In fact, since Dixon ran the No.1 in 2004 – the number has only been campaigned throughout the entire season only twice; 2013 by Ryan Hunter-Reay and 2015 by Will Power. In that time, the once revered number has been passed up by Tony Kanaan, Dan Wheldon (who changed teams after winning the 2005 championship), Sam Hornish, Dario Franchitti and Dixon.

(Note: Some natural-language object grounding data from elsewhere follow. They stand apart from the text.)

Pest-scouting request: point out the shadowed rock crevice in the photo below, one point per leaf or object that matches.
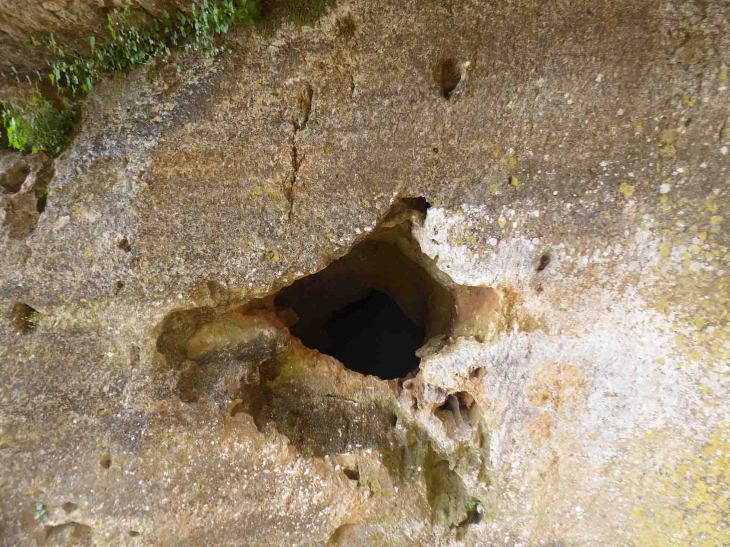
(375, 307)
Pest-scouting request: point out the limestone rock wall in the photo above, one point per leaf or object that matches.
(575, 159)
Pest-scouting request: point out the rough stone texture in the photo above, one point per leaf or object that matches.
(579, 169)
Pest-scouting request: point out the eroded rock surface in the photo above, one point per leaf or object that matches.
(553, 177)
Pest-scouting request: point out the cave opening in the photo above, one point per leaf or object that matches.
(375, 307)
(371, 336)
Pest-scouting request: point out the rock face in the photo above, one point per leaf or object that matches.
(541, 188)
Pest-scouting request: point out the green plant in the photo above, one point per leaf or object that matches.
(472, 503)
(133, 39)
(37, 125)
(130, 45)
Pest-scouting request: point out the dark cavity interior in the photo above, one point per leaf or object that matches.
(371, 336)
(373, 308)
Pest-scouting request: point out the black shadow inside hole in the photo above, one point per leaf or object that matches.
(371, 336)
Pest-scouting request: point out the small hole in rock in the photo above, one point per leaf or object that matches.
(106, 461)
(374, 336)
(124, 245)
(417, 204)
(450, 76)
(544, 261)
(375, 307)
(458, 412)
(352, 474)
(40, 205)
(24, 318)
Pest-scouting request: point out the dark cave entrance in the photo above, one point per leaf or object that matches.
(370, 336)
(373, 308)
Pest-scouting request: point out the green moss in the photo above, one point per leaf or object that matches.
(132, 40)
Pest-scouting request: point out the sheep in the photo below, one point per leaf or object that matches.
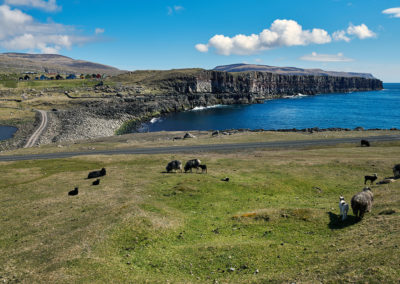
(396, 171)
(96, 174)
(370, 178)
(73, 192)
(344, 208)
(203, 168)
(365, 143)
(174, 166)
(362, 202)
(195, 163)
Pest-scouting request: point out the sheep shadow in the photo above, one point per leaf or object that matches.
(336, 223)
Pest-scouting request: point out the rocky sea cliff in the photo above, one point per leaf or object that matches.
(118, 110)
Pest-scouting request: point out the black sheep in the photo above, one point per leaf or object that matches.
(203, 168)
(73, 192)
(96, 174)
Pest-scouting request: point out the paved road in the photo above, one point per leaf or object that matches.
(35, 136)
(204, 148)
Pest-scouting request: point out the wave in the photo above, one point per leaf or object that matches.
(298, 96)
(155, 119)
(208, 107)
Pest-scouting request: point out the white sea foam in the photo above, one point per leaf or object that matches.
(155, 119)
(298, 96)
(203, 108)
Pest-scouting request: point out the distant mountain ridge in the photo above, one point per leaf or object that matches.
(242, 67)
(51, 63)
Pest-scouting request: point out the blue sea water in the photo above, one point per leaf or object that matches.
(6, 132)
(374, 109)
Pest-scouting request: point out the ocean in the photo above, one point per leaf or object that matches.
(373, 109)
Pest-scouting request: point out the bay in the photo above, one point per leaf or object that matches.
(373, 109)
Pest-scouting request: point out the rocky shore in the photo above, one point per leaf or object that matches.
(117, 110)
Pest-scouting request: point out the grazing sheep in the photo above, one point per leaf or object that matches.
(344, 208)
(365, 143)
(370, 178)
(96, 174)
(73, 192)
(203, 168)
(174, 166)
(396, 171)
(195, 163)
(362, 202)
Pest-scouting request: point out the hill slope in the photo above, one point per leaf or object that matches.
(23, 62)
(241, 67)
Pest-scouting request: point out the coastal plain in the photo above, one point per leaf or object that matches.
(276, 220)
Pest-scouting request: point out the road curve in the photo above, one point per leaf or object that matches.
(204, 148)
(35, 136)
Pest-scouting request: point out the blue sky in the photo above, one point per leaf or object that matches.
(341, 35)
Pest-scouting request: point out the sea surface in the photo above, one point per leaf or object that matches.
(374, 109)
(6, 132)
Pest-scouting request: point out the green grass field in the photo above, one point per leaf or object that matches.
(276, 220)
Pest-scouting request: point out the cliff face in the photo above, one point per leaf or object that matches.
(105, 114)
(269, 85)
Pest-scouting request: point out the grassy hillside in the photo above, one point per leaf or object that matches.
(155, 81)
(25, 62)
(275, 220)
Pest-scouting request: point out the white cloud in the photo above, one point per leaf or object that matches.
(326, 57)
(394, 12)
(174, 9)
(361, 31)
(98, 31)
(50, 5)
(340, 35)
(281, 33)
(201, 47)
(20, 31)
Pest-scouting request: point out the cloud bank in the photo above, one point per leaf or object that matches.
(20, 31)
(174, 9)
(326, 57)
(394, 12)
(49, 5)
(281, 33)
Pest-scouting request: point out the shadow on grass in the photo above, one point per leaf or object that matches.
(336, 222)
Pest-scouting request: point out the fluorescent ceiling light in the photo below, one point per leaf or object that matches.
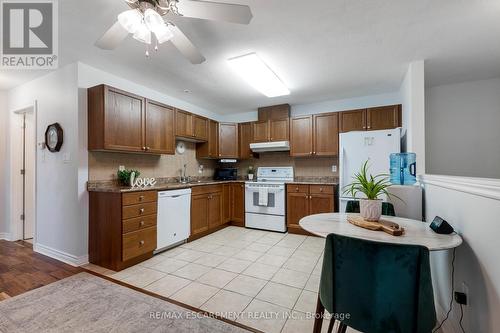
(255, 71)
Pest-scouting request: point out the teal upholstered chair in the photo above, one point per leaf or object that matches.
(387, 208)
(377, 287)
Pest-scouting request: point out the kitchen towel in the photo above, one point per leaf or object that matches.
(263, 196)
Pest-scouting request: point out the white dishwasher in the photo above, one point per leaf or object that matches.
(174, 218)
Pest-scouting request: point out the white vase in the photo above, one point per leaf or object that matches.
(370, 210)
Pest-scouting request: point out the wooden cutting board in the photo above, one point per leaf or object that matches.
(388, 227)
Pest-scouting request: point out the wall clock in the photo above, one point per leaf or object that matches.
(54, 137)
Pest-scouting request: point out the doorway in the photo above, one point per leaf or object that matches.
(24, 174)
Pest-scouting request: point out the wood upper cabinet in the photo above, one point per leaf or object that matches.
(384, 117)
(238, 203)
(124, 122)
(210, 148)
(305, 200)
(260, 131)
(301, 136)
(371, 119)
(228, 140)
(226, 203)
(279, 129)
(245, 136)
(354, 120)
(159, 128)
(200, 125)
(326, 134)
(183, 124)
(315, 135)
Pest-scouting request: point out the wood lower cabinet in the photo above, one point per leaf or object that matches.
(228, 140)
(245, 136)
(122, 228)
(304, 200)
(238, 204)
(315, 135)
(206, 210)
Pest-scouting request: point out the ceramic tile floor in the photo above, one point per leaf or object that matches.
(239, 273)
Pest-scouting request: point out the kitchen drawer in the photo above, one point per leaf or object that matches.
(321, 189)
(138, 242)
(295, 188)
(205, 189)
(139, 223)
(129, 212)
(135, 198)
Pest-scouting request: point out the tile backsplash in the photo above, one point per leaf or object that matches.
(104, 165)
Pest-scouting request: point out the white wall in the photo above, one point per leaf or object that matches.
(327, 106)
(462, 133)
(4, 198)
(472, 206)
(412, 93)
(60, 229)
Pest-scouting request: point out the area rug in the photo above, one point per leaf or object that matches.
(88, 303)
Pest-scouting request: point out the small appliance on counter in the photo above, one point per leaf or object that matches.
(226, 174)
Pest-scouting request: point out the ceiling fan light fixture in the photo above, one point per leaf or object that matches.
(259, 75)
(143, 34)
(153, 20)
(130, 20)
(163, 34)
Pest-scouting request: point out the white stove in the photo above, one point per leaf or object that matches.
(265, 199)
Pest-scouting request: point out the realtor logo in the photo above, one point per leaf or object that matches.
(29, 34)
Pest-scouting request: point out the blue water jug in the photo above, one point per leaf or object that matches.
(403, 168)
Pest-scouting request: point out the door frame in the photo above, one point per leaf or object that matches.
(16, 181)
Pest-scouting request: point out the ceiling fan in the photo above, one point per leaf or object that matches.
(145, 21)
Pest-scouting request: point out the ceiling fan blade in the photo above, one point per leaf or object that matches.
(184, 45)
(112, 38)
(215, 11)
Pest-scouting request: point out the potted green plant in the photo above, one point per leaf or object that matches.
(251, 172)
(124, 176)
(371, 187)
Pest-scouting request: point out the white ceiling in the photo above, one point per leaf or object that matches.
(321, 49)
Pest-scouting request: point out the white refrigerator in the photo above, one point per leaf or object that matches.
(357, 147)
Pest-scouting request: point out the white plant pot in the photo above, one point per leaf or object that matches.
(370, 210)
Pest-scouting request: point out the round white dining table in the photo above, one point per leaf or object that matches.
(416, 232)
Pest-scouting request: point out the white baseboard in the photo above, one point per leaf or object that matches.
(5, 236)
(61, 256)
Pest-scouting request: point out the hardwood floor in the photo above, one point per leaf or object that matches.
(22, 270)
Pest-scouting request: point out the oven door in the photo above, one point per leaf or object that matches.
(275, 199)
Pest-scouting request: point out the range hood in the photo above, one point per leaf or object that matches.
(263, 147)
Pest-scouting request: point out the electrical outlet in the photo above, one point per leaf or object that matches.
(460, 298)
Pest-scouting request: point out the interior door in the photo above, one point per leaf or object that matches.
(301, 136)
(123, 121)
(159, 125)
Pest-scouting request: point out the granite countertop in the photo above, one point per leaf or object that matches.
(165, 184)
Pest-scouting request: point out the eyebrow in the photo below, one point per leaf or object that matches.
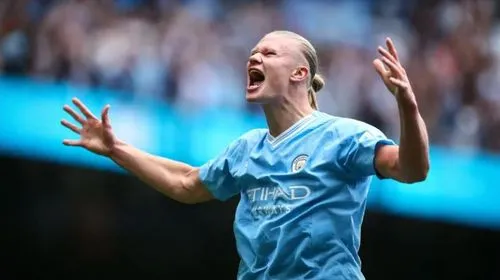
(266, 49)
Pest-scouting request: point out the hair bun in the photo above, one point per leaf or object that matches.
(318, 83)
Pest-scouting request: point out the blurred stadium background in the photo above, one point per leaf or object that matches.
(174, 74)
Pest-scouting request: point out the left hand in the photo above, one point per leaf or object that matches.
(392, 72)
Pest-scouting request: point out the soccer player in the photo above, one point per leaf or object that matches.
(303, 181)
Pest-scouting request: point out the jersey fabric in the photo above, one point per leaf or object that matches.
(303, 197)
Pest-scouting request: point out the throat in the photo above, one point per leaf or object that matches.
(279, 120)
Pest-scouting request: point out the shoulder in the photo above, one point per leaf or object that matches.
(343, 127)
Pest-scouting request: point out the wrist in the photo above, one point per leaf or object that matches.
(407, 102)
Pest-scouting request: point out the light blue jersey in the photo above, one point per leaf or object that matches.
(303, 197)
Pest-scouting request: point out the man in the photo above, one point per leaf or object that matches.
(303, 181)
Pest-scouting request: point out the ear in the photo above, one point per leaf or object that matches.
(299, 74)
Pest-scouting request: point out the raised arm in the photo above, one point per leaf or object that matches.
(409, 162)
(176, 180)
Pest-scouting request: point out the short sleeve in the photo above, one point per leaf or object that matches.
(217, 174)
(359, 149)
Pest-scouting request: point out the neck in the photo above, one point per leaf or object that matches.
(283, 115)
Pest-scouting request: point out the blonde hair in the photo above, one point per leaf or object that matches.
(316, 82)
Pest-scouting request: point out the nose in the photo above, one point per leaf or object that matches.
(254, 59)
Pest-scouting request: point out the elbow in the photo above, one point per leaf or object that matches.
(191, 190)
(418, 175)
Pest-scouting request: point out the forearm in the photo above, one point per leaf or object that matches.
(414, 142)
(167, 176)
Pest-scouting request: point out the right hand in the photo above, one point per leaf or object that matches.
(95, 135)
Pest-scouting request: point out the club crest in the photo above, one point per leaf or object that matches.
(299, 163)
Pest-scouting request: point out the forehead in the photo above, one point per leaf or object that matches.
(281, 43)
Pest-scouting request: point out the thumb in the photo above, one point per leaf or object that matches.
(380, 68)
(105, 116)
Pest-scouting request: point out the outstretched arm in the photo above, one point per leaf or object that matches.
(408, 163)
(177, 180)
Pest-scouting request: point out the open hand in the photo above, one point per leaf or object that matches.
(95, 135)
(392, 72)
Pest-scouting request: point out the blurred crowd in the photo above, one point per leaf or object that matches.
(192, 54)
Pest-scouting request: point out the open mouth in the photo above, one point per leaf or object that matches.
(256, 78)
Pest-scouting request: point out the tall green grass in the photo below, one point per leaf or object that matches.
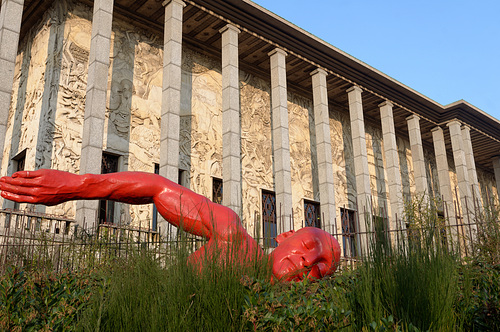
(142, 295)
(414, 281)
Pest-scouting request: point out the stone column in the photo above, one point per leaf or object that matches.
(95, 102)
(281, 141)
(392, 164)
(11, 14)
(324, 150)
(496, 169)
(444, 179)
(171, 99)
(171, 93)
(462, 171)
(231, 128)
(360, 160)
(417, 155)
(471, 166)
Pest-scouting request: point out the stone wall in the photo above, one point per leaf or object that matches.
(46, 119)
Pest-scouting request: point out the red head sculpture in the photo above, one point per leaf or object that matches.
(308, 253)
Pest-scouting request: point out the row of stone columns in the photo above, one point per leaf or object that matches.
(10, 21)
(95, 101)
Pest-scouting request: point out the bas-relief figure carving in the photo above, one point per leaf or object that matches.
(489, 193)
(406, 168)
(205, 121)
(299, 110)
(378, 177)
(343, 160)
(309, 253)
(256, 146)
(133, 115)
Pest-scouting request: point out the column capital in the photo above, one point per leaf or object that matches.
(437, 128)
(413, 117)
(180, 2)
(386, 103)
(277, 50)
(231, 27)
(354, 88)
(320, 71)
(453, 122)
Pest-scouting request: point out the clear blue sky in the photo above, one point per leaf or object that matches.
(445, 49)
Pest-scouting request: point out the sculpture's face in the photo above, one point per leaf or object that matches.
(308, 253)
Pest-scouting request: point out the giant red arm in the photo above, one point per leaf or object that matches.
(178, 205)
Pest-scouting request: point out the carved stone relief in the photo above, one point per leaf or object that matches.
(256, 147)
(299, 111)
(378, 177)
(406, 168)
(343, 160)
(487, 186)
(205, 121)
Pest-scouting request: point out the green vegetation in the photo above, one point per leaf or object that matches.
(422, 283)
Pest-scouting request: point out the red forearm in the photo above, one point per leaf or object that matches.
(126, 187)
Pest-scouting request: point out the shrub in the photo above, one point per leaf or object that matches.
(297, 306)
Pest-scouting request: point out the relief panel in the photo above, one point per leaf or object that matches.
(299, 113)
(256, 148)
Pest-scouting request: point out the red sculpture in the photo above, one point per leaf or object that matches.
(308, 253)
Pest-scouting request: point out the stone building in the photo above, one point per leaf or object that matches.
(227, 95)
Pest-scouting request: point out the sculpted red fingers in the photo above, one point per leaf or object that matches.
(41, 186)
(18, 188)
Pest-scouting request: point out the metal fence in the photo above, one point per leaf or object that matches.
(48, 242)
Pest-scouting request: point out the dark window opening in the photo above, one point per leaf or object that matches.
(154, 225)
(269, 224)
(348, 218)
(381, 229)
(107, 208)
(217, 190)
(312, 214)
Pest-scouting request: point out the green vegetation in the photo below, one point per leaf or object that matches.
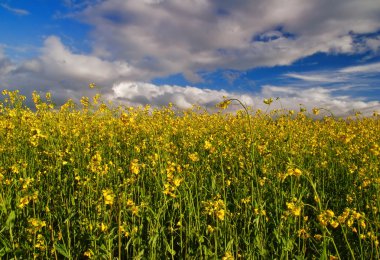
(94, 181)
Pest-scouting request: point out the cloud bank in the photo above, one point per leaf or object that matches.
(136, 41)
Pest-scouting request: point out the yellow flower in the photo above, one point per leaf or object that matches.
(23, 202)
(224, 104)
(108, 197)
(220, 214)
(135, 167)
(103, 227)
(210, 229)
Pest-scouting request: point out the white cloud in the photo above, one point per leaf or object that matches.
(141, 93)
(316, 77)
(367, 68)
(15, 10)
(184, 36)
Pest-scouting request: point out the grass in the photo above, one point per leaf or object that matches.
(96, 181)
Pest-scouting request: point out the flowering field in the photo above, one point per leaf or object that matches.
(94, 181)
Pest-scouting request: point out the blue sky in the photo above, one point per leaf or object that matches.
(317, 53)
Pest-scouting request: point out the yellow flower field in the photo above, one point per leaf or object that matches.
(92, 180)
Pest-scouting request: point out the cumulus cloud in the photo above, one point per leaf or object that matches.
(58, 69)
(14, 10)
(141, 93)
(176, 36)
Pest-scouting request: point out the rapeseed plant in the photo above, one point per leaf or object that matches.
(101, 181)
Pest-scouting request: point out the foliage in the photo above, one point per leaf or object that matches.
(96, 181)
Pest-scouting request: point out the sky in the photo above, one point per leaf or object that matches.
(316, 53)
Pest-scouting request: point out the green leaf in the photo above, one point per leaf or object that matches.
(10, 220)
(62, 250)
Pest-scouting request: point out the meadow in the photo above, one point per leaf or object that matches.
(95, 181)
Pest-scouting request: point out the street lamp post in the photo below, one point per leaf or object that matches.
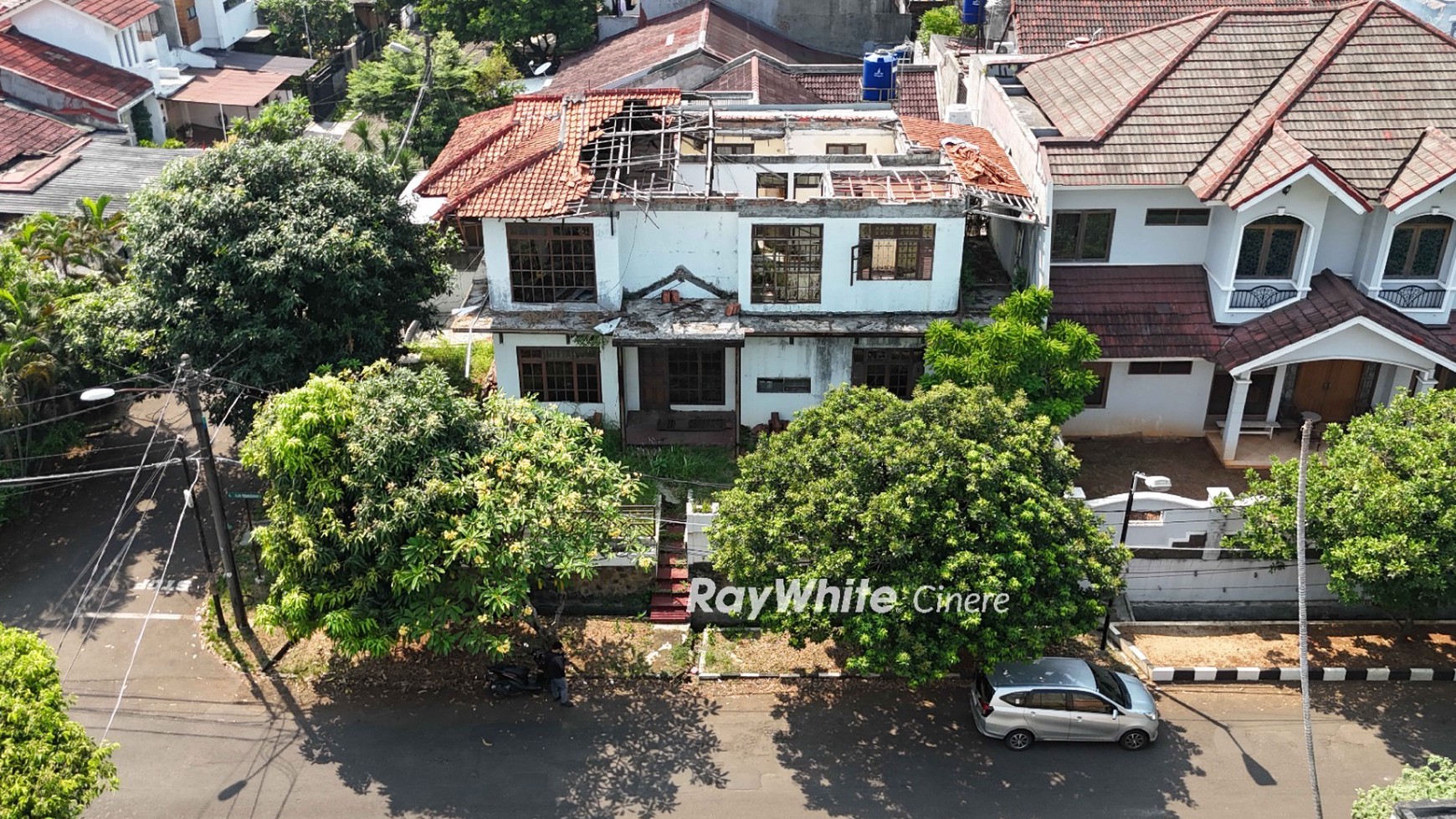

Curt Cavin tried to explain it away as a branding thing. Baloney! I would think most sponsors would love to have their car carry No.1, signifying that their car is the best. As for the ridiculous superstition that No.1 is bad luck – out of all of those that chose to not carry the top number on their car, the only one to repeat their championship was Dario Franchitti in 2009, 2010 and 2011. The rest of them failed to repeat even by staying away from the number they considered bad luck.
So shoot me for being a traditionalist, but this is one tradition I just don’t understand the reason why it is slipping away. Oh, and one more thing; for those that consider boasting about their championship to be in poor taste – if it was good enough for AJ Foyt, it’s good enough for all the others. That includes Scott Dixon, who I hope will decide to proudly run with the badge of honor on his car. He’s earned it and should flaunt it.